Lettere: Pannella, le carceri e le altre vittime

Dalla Rassegna stampa

Gentile direttore, possibile che ci voglia sempre e soltanto uno sciopero della fame di Marco Pannella per solleticare l’opinione pubblica sulle condizioni disumane delle nostre carceri? Se non fosse per lui, Pannella dico, nessuno ne parla mai, o quasi mai. Nemmeno i giornali. Gli edifici non sono adeguati ad accogliere tutti i detenuti, quindi tanto vale fare una bella amnistia e ricominciare da zero. Sto parlando dei disgraziati, non degli assassini incalliti. Voi giornali non ne parlate mai.

Giorgio Merli, Pontedera

Caro Merli, anch’io sono un ammiratore di Pannella, a cui riconosco coraggio, capacità di mettersi in gioco, fino a mettere a repentaglio la propria salute. Gli riconosco anche un costante impegno sul fronte dei diritti civili. Credo però che dovrebbe, o avrebbe dovuto, occuparsi di più anche dei doveri. Credo che avrebbe dovuto prestare attenzione a tutte le vittime della società e non solo a una parte. Per quanto riguarda i carcerati, sarebbe demenziale affermare che le nostre galere rispondono a tutti i requisiti di civiltà.

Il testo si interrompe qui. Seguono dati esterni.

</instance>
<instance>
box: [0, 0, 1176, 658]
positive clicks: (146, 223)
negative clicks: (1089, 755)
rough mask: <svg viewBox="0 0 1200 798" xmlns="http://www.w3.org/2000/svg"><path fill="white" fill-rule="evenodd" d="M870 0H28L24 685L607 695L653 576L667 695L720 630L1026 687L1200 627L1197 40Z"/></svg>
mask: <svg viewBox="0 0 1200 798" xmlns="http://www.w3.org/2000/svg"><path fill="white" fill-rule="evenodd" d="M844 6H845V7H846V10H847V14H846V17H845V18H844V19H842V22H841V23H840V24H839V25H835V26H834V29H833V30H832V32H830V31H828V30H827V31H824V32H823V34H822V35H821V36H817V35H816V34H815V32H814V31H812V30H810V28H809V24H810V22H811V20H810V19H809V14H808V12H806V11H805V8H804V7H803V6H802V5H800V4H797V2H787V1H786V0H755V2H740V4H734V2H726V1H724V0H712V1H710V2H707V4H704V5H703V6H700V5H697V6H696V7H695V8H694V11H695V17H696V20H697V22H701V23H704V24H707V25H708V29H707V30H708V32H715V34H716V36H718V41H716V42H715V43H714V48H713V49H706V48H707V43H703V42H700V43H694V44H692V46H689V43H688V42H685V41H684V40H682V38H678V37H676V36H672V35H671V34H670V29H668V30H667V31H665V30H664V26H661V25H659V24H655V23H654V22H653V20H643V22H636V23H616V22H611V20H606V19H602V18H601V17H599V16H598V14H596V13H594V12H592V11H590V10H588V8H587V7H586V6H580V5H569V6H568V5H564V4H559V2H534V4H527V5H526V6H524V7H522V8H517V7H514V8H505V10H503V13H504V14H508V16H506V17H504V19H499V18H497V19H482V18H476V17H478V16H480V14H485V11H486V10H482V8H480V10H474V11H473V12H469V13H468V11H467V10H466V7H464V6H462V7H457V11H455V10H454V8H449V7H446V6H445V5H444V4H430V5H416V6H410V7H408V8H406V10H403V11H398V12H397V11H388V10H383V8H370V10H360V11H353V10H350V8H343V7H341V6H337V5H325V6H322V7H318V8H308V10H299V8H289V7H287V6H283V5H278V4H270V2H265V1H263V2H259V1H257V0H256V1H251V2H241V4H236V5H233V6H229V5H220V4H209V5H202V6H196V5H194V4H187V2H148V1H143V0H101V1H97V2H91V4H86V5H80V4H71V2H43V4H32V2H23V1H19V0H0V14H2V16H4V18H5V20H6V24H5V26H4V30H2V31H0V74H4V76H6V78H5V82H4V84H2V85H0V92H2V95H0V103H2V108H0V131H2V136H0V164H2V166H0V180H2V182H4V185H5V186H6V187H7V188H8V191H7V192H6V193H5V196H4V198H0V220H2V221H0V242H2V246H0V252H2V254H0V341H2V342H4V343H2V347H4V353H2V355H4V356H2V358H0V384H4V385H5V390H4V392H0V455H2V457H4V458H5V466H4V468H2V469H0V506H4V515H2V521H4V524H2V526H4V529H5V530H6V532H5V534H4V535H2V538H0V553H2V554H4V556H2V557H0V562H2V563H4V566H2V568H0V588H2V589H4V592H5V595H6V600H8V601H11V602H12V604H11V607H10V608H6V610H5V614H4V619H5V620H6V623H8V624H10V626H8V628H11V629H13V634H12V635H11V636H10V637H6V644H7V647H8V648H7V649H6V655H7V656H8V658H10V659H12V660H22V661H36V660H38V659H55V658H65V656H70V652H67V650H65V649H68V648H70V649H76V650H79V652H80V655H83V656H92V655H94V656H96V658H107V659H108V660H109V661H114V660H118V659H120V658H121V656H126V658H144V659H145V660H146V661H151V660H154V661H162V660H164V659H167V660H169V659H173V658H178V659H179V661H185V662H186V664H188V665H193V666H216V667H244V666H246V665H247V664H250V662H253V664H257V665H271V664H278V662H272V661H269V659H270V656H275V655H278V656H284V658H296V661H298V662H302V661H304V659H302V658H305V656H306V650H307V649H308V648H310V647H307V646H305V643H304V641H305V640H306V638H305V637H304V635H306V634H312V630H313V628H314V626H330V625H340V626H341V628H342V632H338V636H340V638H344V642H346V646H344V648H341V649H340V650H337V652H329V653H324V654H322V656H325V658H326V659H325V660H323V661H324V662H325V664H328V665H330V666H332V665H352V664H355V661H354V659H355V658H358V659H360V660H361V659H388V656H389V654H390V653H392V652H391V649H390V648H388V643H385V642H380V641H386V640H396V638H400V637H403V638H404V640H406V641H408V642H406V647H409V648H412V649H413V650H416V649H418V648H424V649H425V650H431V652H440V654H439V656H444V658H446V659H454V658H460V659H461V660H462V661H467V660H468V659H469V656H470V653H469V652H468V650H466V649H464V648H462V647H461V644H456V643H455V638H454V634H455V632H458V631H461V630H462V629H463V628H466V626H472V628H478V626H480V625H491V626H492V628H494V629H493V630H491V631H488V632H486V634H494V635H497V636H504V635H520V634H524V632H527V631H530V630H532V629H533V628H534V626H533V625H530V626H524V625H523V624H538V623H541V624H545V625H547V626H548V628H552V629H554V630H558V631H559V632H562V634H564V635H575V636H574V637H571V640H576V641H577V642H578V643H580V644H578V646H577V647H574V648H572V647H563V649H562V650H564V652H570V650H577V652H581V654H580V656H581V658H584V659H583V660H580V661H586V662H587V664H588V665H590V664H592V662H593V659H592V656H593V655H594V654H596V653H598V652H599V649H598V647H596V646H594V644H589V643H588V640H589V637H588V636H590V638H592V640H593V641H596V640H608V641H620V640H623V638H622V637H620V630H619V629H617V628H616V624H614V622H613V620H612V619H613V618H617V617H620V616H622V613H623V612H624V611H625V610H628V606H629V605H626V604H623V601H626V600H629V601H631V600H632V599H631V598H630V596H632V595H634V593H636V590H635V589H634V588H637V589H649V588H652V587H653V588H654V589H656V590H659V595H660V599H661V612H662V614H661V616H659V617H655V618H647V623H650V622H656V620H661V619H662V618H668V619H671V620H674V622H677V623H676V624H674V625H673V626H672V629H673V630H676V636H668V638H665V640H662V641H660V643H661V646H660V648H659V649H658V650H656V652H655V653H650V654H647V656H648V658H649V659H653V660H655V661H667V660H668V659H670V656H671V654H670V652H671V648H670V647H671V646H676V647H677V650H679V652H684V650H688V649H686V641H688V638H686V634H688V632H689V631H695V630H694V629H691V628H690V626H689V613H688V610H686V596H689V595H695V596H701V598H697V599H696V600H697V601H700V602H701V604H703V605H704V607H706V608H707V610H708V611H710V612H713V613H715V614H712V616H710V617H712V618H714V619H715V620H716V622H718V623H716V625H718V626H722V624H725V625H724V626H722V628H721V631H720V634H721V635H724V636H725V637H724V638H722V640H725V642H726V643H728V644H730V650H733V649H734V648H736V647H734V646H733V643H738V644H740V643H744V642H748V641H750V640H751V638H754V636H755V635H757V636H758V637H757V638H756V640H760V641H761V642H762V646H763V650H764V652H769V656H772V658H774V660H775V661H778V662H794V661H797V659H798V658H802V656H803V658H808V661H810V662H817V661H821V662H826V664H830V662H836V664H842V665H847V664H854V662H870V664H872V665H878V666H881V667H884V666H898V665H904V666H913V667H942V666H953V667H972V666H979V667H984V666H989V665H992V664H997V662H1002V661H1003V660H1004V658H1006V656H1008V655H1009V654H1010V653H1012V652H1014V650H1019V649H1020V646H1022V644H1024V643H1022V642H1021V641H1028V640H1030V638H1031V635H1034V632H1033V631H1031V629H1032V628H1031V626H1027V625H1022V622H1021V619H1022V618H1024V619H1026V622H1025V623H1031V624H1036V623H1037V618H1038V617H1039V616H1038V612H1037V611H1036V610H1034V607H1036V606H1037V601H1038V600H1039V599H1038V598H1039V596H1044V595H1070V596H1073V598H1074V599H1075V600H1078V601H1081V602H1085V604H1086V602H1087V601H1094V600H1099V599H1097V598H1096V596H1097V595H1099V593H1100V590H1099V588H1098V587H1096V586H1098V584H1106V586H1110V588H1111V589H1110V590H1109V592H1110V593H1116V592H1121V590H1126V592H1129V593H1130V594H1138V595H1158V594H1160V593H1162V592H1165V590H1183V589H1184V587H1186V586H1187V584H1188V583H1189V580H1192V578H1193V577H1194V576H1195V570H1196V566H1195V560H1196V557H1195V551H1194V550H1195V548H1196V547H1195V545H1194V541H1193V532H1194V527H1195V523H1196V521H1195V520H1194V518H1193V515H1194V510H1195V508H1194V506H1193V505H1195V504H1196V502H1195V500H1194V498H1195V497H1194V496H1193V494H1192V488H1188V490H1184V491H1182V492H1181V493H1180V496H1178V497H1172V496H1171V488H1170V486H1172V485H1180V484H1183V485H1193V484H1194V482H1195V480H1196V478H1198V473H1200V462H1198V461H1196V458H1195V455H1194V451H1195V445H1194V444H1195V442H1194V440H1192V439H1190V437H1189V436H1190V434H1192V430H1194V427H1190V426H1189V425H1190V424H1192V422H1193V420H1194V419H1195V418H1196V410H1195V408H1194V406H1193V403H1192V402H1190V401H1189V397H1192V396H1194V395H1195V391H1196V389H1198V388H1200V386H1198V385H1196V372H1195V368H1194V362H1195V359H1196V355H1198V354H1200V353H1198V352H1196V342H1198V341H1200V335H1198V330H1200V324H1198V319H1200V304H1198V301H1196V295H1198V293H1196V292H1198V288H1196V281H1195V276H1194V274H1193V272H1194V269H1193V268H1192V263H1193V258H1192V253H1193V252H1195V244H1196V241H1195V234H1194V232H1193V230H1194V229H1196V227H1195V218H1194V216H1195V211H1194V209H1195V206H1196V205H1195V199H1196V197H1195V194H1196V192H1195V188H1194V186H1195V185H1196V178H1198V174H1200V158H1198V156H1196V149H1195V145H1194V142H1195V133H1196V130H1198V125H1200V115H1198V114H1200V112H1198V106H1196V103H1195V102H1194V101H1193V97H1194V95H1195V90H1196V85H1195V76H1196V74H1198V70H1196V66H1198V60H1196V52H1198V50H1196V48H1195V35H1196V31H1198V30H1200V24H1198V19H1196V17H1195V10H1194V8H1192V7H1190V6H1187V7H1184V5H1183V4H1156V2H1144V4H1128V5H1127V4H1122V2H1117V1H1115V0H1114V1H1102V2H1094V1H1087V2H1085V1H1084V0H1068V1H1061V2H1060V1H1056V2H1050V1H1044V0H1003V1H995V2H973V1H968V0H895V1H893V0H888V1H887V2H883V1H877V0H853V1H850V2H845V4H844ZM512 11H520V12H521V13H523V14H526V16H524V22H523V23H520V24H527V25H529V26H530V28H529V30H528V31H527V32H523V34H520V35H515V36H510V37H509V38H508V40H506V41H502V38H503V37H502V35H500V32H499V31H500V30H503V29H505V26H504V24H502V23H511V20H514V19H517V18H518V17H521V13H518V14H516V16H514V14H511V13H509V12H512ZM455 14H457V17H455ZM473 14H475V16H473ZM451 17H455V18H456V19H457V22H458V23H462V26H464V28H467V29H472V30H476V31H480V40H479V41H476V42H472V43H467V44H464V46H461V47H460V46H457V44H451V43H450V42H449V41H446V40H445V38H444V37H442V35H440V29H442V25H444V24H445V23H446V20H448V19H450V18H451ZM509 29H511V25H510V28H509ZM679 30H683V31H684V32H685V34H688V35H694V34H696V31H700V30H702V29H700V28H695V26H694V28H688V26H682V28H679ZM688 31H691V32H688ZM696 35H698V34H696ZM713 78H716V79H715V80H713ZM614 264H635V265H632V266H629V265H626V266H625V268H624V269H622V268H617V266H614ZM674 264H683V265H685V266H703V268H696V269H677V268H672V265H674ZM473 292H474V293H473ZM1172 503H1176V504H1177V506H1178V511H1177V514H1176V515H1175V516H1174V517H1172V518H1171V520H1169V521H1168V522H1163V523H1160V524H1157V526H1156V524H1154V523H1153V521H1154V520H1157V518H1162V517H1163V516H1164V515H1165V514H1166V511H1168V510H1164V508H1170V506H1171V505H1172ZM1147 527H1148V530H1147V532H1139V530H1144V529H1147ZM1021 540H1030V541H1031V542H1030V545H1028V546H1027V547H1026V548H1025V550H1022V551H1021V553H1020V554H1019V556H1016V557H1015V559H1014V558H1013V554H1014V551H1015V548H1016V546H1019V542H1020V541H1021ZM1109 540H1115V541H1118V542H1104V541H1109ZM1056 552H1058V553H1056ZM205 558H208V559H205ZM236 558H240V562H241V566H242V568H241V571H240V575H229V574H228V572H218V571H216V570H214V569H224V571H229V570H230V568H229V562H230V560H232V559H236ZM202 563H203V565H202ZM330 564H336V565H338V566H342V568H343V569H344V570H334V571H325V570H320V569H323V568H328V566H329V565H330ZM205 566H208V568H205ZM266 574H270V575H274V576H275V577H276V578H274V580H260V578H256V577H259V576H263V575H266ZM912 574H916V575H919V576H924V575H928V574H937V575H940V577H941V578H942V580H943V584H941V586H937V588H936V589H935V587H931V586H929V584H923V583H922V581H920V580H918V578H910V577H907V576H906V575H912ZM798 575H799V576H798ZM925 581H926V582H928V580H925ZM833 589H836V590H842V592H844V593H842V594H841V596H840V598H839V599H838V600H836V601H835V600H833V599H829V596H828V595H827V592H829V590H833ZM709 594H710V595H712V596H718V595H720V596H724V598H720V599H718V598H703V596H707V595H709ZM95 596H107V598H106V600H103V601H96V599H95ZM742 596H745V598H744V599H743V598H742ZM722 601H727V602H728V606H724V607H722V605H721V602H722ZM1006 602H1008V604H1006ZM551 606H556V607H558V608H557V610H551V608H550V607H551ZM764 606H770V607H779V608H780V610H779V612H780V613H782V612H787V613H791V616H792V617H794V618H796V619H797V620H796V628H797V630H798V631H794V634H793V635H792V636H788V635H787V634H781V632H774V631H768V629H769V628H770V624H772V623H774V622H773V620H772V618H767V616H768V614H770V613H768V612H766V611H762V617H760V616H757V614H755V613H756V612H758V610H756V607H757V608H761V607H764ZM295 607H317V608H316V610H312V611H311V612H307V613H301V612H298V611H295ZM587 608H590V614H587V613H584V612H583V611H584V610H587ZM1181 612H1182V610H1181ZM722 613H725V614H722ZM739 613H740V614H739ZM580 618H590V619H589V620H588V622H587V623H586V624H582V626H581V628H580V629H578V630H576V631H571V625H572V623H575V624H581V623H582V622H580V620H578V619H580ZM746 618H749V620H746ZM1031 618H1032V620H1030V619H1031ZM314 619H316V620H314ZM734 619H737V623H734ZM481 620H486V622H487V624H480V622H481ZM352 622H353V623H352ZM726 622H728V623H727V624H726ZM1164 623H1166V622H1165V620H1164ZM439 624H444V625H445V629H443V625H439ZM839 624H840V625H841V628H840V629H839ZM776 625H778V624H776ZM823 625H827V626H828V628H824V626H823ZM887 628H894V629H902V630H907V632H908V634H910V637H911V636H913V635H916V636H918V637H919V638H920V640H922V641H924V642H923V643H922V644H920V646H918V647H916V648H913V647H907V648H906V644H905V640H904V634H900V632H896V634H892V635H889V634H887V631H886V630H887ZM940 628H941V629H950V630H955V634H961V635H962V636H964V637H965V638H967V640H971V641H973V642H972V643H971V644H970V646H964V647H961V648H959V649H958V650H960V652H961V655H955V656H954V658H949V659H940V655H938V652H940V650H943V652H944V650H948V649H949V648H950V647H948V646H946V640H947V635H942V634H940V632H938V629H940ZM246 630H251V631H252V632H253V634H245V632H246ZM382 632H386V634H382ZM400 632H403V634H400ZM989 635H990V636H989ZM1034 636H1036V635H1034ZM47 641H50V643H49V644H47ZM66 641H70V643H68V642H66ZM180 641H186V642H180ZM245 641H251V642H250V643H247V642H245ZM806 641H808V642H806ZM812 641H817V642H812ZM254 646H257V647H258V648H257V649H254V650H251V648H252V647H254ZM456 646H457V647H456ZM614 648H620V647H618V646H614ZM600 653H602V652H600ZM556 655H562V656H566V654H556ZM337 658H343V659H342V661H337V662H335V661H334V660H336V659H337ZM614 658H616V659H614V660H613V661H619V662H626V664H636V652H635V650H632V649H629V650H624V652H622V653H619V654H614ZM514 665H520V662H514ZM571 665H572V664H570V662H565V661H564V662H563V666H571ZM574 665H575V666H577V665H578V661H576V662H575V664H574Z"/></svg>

Ci mancherebbe. Ma non bisogna neppure dimenticare che gli “abitanti” di queste strutture sono signori che la società ha ritenuto di dover tenere alla larga (o alla stretta) dagli altri cittadini, perché hanno fatto del male. Se loro sono vittime di una situazione spesso disumana, non dimentichiamo dunque che fuori ci sono le loro vittime, gente a cui hanno tolto i beni, la salute, a volte anche la vita. La pietà, insomma, dovrebbe essere a 360 gradi. E Pannella, forse, qualche scioperetto della fame potrebbe farlo anche per un negoziante o un anziano rapinato, a cui in un attimo è andato in fumo il lavoro di una vita.